The expression of platelet serotonin transporter (SERT) in human obesity
1 Department of Pharmacy, University of Pisa, via Bonanno 6, Pisa 56126-I, Italy
2 Department of Clinical and Experimental Medicine, University of Pisa, Via Savi 10, 56126-I, Pisa, Italy
3 Clinical Pharmacology Unit, University Hospital “Santa Chiara”, Via Savi 10, 56126-I, Pisa, Italy
4 Insitute of "Fisiologia Clinica", CNR, Via G. Moruzzi 1, 56124, Pisa, Italy
5 Endocrinology Unit, University Hospital of Cisanello, via Paradisa 2, Pisa, Italy
BMC Neuroscience 2013, 14:128 doi:10.1186/1471-2202-14-128Published: 18 October 2013
Serotonin (5-HT) is a well-known modulator of eating behavior. However, the molecular mechanisms linking its action to body weight balance have been only partially elucidated. Since platelets are a suitable peripheral model to study 5-HT transport, metabolism and release, we herein evaluated the expression of the platelet 5-HT re-uptake system (SERT) by [3H]-paroxetine binding assay. A cohort of 114 unrelated individuals (34 males, 80 females; age, mean ± SD: 38.57 ± 12.47 years) without major psychiatric disorders, was recruited following a naturalistic design regarding age or gender and classified accordingly to their body mass index (BMI). Subjects were divided into 5 groups: normal-weight (NW), overweight (OW) and grade I-III obese (OB) individuals. For gender analyses, data were transformed into [3H]-paroxetine density (Bmax)/BMI ratios to overcome both the disparity of women vs. men number and anthropometric differences between sexes.

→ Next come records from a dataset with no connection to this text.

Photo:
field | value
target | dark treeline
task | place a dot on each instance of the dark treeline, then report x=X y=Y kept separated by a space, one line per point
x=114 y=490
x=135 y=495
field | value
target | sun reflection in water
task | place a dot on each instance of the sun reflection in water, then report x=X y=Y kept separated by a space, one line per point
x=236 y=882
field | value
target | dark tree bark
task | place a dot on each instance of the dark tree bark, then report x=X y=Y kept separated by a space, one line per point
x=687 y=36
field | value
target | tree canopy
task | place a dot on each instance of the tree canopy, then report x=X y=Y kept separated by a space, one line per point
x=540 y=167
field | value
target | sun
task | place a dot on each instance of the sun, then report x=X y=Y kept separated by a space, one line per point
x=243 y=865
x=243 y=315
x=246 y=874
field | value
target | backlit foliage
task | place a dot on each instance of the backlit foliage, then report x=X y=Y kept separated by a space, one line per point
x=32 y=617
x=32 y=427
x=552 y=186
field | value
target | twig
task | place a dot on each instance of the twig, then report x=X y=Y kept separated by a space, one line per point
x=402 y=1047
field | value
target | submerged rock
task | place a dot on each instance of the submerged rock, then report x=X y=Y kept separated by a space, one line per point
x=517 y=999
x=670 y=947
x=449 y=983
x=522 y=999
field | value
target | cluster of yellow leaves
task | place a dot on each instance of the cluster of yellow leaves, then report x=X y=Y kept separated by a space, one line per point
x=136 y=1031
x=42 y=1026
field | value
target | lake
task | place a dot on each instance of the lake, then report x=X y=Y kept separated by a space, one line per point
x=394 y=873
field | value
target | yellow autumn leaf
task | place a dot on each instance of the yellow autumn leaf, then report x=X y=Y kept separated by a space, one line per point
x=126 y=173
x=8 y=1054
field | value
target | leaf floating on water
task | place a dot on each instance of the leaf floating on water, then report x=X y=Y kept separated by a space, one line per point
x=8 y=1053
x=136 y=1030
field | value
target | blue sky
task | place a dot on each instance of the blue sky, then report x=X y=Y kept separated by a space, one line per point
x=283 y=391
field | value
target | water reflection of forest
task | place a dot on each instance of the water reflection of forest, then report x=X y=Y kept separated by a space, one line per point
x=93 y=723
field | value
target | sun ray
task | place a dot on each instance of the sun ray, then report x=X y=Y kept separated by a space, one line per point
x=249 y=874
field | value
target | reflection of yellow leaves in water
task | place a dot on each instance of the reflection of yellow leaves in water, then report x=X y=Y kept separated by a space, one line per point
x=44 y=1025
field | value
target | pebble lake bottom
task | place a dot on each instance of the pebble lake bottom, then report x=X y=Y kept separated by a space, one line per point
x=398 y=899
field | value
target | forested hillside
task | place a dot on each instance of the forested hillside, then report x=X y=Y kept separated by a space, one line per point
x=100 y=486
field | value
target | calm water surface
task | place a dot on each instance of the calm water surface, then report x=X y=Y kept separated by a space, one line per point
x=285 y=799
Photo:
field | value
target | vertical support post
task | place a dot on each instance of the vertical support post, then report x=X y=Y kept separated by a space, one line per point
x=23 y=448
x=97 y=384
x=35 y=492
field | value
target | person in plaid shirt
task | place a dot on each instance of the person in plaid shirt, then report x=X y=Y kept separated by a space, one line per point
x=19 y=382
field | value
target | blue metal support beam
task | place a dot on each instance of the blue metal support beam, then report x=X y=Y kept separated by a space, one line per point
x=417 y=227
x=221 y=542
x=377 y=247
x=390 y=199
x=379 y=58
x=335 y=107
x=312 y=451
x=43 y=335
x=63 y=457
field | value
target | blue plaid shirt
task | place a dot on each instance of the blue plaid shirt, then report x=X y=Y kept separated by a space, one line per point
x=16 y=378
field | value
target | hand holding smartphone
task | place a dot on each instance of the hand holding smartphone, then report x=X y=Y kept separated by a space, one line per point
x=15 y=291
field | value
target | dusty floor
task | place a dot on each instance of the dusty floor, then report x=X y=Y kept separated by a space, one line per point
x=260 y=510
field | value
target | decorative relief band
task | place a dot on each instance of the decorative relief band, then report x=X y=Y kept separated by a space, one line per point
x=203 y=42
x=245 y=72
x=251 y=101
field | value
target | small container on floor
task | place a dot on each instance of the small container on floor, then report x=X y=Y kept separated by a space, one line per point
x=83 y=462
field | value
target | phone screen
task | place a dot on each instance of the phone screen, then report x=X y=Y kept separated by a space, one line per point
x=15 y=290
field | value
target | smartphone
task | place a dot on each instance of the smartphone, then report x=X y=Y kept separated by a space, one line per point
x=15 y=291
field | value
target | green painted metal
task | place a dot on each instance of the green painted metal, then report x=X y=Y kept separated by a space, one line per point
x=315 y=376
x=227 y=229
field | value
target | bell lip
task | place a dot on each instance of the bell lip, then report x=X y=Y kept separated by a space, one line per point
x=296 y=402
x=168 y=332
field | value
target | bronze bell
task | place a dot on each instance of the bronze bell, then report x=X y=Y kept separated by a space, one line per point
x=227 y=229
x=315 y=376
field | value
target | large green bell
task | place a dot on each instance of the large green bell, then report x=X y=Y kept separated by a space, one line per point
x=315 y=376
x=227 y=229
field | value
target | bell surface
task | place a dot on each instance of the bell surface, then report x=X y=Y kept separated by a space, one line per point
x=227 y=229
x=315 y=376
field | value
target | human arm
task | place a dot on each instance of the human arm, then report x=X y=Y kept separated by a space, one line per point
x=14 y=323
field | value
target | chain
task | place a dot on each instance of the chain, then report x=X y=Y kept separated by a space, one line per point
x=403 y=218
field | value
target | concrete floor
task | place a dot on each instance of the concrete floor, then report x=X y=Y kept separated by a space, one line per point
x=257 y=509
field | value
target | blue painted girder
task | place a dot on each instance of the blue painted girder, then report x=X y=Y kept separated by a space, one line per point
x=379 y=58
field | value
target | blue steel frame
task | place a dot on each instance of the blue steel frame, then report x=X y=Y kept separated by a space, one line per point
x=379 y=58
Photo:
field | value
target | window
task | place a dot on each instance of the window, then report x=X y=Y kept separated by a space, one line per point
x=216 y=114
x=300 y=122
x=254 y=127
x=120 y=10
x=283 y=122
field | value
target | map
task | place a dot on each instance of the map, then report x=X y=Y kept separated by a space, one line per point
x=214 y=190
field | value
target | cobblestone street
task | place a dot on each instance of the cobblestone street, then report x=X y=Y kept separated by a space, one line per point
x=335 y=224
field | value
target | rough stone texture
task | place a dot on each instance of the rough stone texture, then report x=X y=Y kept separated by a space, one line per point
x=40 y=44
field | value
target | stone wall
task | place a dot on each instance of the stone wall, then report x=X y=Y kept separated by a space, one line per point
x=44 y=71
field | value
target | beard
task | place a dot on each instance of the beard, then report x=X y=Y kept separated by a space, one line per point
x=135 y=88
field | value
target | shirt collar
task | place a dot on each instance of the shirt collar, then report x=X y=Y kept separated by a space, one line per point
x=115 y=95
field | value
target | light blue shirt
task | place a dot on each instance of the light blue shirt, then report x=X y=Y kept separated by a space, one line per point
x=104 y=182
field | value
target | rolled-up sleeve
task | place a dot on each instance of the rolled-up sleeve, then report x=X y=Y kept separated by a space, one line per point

[3H]-paroxetine Bmax (SERT density, fmol/mg proteins) was reduced in platelet membranes of grade II (p < 0.01) and III (p < 0.001) obese subjects vs. controls and in overweight subjects (p < 0.05) vs. grade III obese individuals. Considering all patients together, a strong negative correlation between Bmax and BMI (r = −0.449; P < 0.0001) was demonstrated. Conversely, [3H]-paroxetine KD (dissociation constant, nM) did not differ among groups. No gender-related variation concerning Bmax/BMI ratios was observed in this cohort of subjects.
The down-regulation of SERT in platelet membranes of severe human obesity (BMI > 35 Kg/m2) confirms the involvement of 5-HT system in body weight gain. Moreover, this findings may help to elucidate those monoamine-endocrine networks acting on fat storage, adipocyte signaling and energy balance. Targeting 5-HT/5-HT-related markers will possibly uncover the existence of human obesity subtypes.